"What's flutter?" asked the tireless questioner, but Betty paid no heed. The carriage had reached the steps, and with a spring she was out, calling eagerly as she stepped into the broad path of light streaming across the porch from the hall door, "Any mail for me, godmother?"

"Nothing but a package," answered Mrs. Sherman, coming out to meet them. "And it will keep. Better run on in and eat your dinner first. Cindy has been keeping it hot for you all."

But Betty could not wait. As she darted into the hall Mrs. Sherman turned to Lloyd, who was half dragging, half lifting the sleepy Wardo up the steps.

"Poor little girl," she said in a low tone. "I wanted to put off her disappointment as long as possible, and not spoil her happy day with such an ending. Her manuscript has come back from the publishers."

"Oh, mothah!" exclaimed Lloyd in distress. "You don't mean that they've refused it! They suahly couldn't have done that! Maybe they've just sent it back for her to make some changes in it."

Betty's voice in the door stopped her. As long as she lived, Lloyd never again smelled the odour of August lilies when they were heavy with dew, that she did not see the tragic misery of Betty's white face as it appeared that moment in the light of the hall lamp.

"They've sent it back, godmother," she said in a low even tone. "It wasn't good enough. It's all a miserable mistake to think that I can write, for I put the very best of myself into this and it is a failure."

"No! No!" began Lloyd, but Betty would not wait for any attempted comfort. "I don't want any dinner," she said, then with her mouth twitching piteously as she fought back the tears, she ran up-stairs, and they heard the door close and the key turn in the lock.

Nobody ever knew what went on behind that locked door, for Betty was as quiet in her griefs as she was in her joy and made no audible moan. She threw herself across the foot of the bed and lay there staring out of the window in the hopelessness of utter defeat. The katydids shrilling in the Locusts seemed to fill the night with an unbearable discord. She put her hands over her ears to shut out the hateful sound. It seemed to her that nothing mattered any more. As she slowly recalled all her months of painstaking work, the keen pleasure that each hour of it had afforded her was turned into bitterness by the thought that it had proved a failure.

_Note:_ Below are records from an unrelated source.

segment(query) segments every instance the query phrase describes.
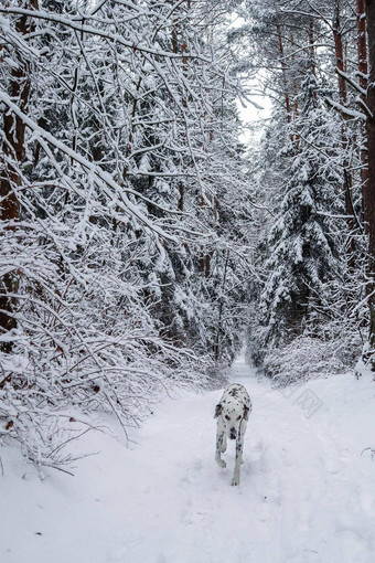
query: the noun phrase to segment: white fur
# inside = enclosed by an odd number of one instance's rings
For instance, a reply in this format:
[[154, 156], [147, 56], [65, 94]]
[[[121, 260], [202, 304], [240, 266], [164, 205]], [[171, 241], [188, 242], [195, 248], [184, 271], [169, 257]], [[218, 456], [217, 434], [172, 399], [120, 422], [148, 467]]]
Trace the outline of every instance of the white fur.
[[222, 459], [222, 453], [226, 450], [227, 438], [236, 439], [236, 464], [232, 485], [239, 485], [240, 464], [243, 464], [244, 436], [248, 415], [251, 412], [251, 401], [239, 383], [228, 385], [216, 405], [215, 418], [217, 418], [216, 455], [215, 459], [219, 467], [226, 467]]

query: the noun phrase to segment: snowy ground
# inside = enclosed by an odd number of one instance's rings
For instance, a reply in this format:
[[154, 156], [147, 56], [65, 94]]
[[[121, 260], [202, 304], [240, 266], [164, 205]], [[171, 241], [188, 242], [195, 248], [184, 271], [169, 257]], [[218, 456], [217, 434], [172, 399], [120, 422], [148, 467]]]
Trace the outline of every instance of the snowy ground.
[[375, 460], [361, 453], [375, 443], [375, 383], [282, 394], [244, 363], [233, 372], [254, 405], [239, 487], [233, 443], [227, 468], [214, 461], [221, 391], [165, 400], [130, 449], [87, 435], [100, 454], [74, 478], [40, 481], [0, 449], [1, 563], [373, 563]]

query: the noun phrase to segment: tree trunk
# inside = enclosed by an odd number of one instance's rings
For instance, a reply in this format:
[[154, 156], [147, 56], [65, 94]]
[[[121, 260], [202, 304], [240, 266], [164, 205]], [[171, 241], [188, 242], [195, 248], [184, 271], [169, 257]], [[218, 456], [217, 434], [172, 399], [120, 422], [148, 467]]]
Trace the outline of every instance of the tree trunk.
[[287, 65], [286, 65], [286, 61], [285, 61], [281, 26], [278, 24], [276, 26], [276, 30], [277, 30], [277, 36], [279, 40], [279, 53], [280, 53], [280, 62], [281, 62], [281, 73], [282, 73], [283, 95], [285, 95], [285, 102], [286, 102], [287, 121], [288, 121], [288, 124], [290, 124], [290, 121], [291, 121], [290, 95], [289, 95], [289, 87], [288, 87]]
[[369, 346], [372, 368], [375, 370], [375, 0], [366, 0], [366, 20], [368, 35], [369, 74], [367, 82], [367, 106], [372, 117], [367, 119], [368, 180], [364, 190], [365, 216], [368, 229], [368, 307], [369, 307]]
[[[357, 57], [358, 57], [358, 73], [360, 73], [360, 86], [363, 89], [367, 89], [367, 42], [366, 42], [366, 13], [365, 13], [365, 3], [364, 0], [356, 0], [356, 45], [357, 45]], [[363, 100], [366, 102], [365, 96]], [[368, 152], [366, 141], [366, 127], [361, 121], [361, 138], [364, 139], [361, 142], [360, 148], [360, 158], [361, 158], [361, 183], [362, 183], [362, 200], [364, 202], [365, 199], [365, 190], [368, 181]], [[363, 204], [363, 221], [365, 232], [368, 234], [368, 221], [365, 214], [365, 205]]]

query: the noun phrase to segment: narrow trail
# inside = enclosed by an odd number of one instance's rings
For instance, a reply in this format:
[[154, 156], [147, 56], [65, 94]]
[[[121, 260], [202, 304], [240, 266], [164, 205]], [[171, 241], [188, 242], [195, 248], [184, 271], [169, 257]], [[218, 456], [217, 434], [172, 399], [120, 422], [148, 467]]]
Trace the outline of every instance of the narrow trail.
[[30, 541], [24, 552], [10, 541], [0, 561], [373, 563], [375, 463], [361, 452], [375, 442], [374, 384], [347, 375], [281, 393], [242, 362], [233, 381], [254, 405], [239, 487], [233, 444], [226, 469], [214, 461], [222, 391], [186, 393], [160, 405], [131, 449], [92, 437], [101, 455], [73, 486], [55, 476], [29, 498], [22, 484], [18, 531]]

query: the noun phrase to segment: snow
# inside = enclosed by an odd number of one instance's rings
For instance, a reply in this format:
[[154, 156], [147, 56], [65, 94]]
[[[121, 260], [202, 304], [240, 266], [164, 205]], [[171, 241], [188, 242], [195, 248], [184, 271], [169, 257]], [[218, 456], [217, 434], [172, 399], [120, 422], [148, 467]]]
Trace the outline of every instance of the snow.
[[233, 443], [227, 468], [214, 461], [222, 390], [165, 399], [130, 447], [106, 418], [109, 435], [72, 443], [99, 452], [74, 478], [41, 481], [15, 448], [2, 448], [1, 563], [373, 562], [375, 461], [363, 453], [375, 442], [371, 375], [280, 392], [238, 361], [233, 381], [254, 406], [239, 487], [231, 487]]

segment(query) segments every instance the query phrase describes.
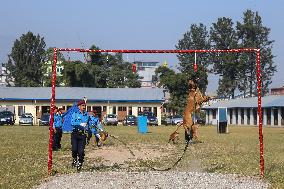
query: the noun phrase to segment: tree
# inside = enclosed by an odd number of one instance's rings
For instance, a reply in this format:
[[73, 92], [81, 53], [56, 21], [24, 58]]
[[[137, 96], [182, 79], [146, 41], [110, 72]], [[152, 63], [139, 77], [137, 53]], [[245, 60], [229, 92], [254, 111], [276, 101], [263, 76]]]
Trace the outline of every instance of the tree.
[[[45, 60], [43, 62], [42, 71], [43, 71], [43, 86], [51, 87], [51, 79], [52, 79], [52, 66], [54, 59], [54, 47], [50, 47], [45, 52]], [[56, 67], [61, 67], [66, 62], [62, 52], [57, 51], [57, 64]], [[65, 86], [66, 83], [63, 82], [63, 76], [56, 72], [56, 86]]]
[[[272, 83], [271, 78], [276, 71], [272, 54], [274, 41], [269, 40], [270, 28], [263, 26], [258, 12], [246, 10], [243, 16], [243, 22], [237, 22], [238, 39], [241, 42], [240, 46], [243, 48], [260, 48], [262, 92], [264, 95], [269, 92], [268, 86]], [[249, 91], [250, 96], [257, 95], [255, 61], [255, 53], [243, 53], [240, 58], [244, 74], [239, 89], [244, 94]]]
[[[203, 24], [192, 24], [190, 31], [186, 32], [183, 39], [179, 40], [176, 45], [178, 50], [188, 49], [210, 49], [210, 43], [208, 39], [208, 32]], [[209, 65], [208, 53], [197, 54], [198, 71], [195, 73], [193, 64], [195, 62], [194, 54], [178, 54], [180, 61], [179, 70], [187, 76], [187, 79], [194, 79], [197, 81], [199, 88], [205, 92], [208, 85], [207, 68]]]
[[[45, 59], [44, 38], [32, 32], [23, 34], [14, 42], [6, 64], [7, 82], [15, 86], [37, 87], [42, 85], [42, 65]], [[13, 80], [12, 80], [13, 78]]]
[[[90, 49], [99, 49], [93, 45]], [[63, 78], [66, 86], [96, 88], [140, 87], [138, 74], [132, 65], [123, 62], [122, 54], [89, 53], [86, 63], [81, 61], [64, 64]]]
[[[218, 18], [210, 28], [210, 40], [214, 49], [234, 49], [238, 47], [237, 33], [233, 27], [232, 19]], [[217, 94], [222, 97], [234, 98], [238, 86], [241, 65], [237, 53], [213, 53], [213, 71], [219, 74]]]

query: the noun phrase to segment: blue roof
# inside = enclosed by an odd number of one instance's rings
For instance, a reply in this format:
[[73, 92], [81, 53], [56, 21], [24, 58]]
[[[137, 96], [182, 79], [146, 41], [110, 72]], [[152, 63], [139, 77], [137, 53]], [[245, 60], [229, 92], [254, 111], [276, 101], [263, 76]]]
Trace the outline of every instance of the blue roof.
[[[203, 109], [214, 109], [218, 107], [256, 108], [257, 97], [220, 100], [210, 106], [203, 107]], [[262, 97], [262, 107], [284, 107], [284, 95], [269, 95]]]
[[[162, 102], [160, 88], [84, 88], [56, 87], [56, 100], [74, 101], [86, 97], [96, 102]], [[0, 87], [0, 99], [50, 100], [51, 87]]]

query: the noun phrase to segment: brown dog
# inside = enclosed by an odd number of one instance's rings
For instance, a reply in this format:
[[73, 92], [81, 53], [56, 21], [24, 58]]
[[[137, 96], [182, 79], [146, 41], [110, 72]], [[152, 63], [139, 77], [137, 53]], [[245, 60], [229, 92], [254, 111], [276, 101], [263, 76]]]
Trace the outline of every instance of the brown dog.
[[203, 95], [193, 80], [189, 80], [188, 86], [189, 92], [187, 103], [183, 112], [183, 123], [178, 125], [175, 132], [173, 132], [171, 135], [174, 135], [174, 133], [176, 133], [180, 127], [183, 127], [187, 133], [188, 131], [192, 132], [193, 139], [199, 141], [198, 125], [193, 122], [192, 114], [199, 112], [202, 103], [210, 100], [210, 97]]
[[170, 135], [169, 143], [172, 141], [173, 144], [176, 144], [179, 140], [179, 132], [175, 131]]
[[102, 141], [102, 142], [105, 142], [106, 139], [108, 138], [108, 133], [105, 132], [105, 131], [100, 131], [100, 132], [99, 132], [99, 135], [100, 135], [100, 137], [101, 137], [100, 141]]

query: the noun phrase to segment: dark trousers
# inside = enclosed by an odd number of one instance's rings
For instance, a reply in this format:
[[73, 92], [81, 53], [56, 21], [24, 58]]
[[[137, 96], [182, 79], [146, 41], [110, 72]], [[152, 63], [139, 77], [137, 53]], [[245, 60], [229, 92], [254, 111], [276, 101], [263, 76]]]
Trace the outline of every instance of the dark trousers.
[[62, 138], [62, 129], [61, 128], [55, 128], [55, 133], [53, 135], [53, 150], [57, 150], [61, 148], [61, 138]]
[[92, 131], [88, 131], [87, 142], [89, 143], [92, 138]]
[[186, 131], [184, 131], [184, 139], [185, 139], [185, 142], [191, 141], [192, 138], [193, 138], [192, 129], [189, 130], [189, 133], [187, 133]]
[[84, 162], [86, 135], [80, 132], [71, 133], [72, 157], [80, 163]]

Only once before had she felt such hopelessness. That was at the first house-party, when she thought she was doomed to be blind. They had brought her the newspaper containing her first published poem. It was called "Night," and as they guided her finger over the page that it might rest proudly on the place where her name was printed, she had faltered, "It's going to be such a long night, and there are no stars in this one!"